L’intervenant a précisé que cette responsabilité passe par trois lignes directrices : cohérence entre objectifs économiques, sociaux et environnementaux ; transparence dans les contrats et la redevabilité ; ancrage d’activités qui génèrent des emplois et des recettes locales durables.
« La transformation attendue ne peut se construire que dans la responsabilité partagée »,
a-t-il insisté, en appelant à une lecture de long terme des projets portés avec les partenaires européens.
Trois leviers pour structurer des partenariats de long terme
Guylain Nyembo a détaillé les instruments que la RDC met en avant pour attirer des capitaux sans perdre la maîtrise de ses priorités. Il a évoqué d’abord la poursuite des réformes institutionnelles : Plan national stratégique de développement, amélioration du climat des affaires, digitalisation accrue des procédures publiques pour réduire les délais et renforcer la traçabilité.

Le deuxième levier concerne les financements : combiner ressources publiques, institutions multilatérales et capitaux privés à travers des montages de finance mixte, afin de soutenir des projets à forte intensité d’infrastructures sans alourdir de manière excessive les dépenses de l’État.

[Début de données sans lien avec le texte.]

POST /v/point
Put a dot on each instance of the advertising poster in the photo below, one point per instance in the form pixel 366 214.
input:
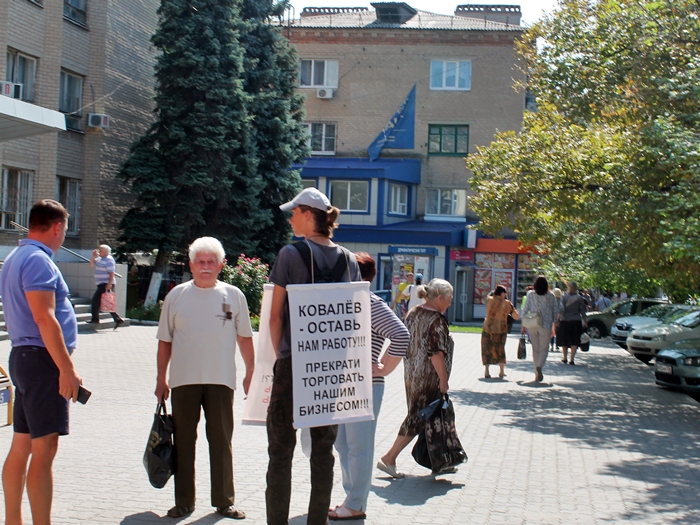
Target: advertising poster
pixel 255 408
pixel 331 353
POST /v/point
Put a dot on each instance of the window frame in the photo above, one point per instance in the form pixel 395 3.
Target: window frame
pixel 346 209
pixel 392 204
pixel 13 57
pixel 445 72
pixel 331 82
pixel 454 202
pixel 75 13
pixel 73 116
pixel 324 137
pixel 71 202
pixel 24 189
pixel 456 136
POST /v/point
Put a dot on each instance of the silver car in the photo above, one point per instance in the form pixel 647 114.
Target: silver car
pixel 654 315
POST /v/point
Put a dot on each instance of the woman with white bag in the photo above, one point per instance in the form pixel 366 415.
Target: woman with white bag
pixel 539 314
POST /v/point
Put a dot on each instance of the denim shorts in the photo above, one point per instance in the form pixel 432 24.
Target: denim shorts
pixel 39 409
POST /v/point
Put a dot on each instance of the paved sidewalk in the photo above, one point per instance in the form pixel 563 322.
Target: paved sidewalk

Enfin, le ministre a insisté sur l’investissement dans le capital humain et le transfert de compétences, condition pour que les projets ne se limitent pas à l’exportation de matières premières, mais soutiennent la montée en gamme de la production locale.
Pour illustrer cette approche, il a cité le Projet Vert Kindu–Kinshasa et le Grand Inga, présentés comme des exemples de projets structurants où la RDC souhaite mesurer l’impact sur la population, l’énergie disponible et l’activité économique, autant que les rendements financiers des investisseurs.
« Investissons dans la durée. Mesurons nos impacts, pas seulement nos rendements »,
a conclu Guylain Nyembo, en réaffirmant la volonté de Kinshasa de bâtir des ponts solides entre la RDC, l’Afrique, la France et l’Europe.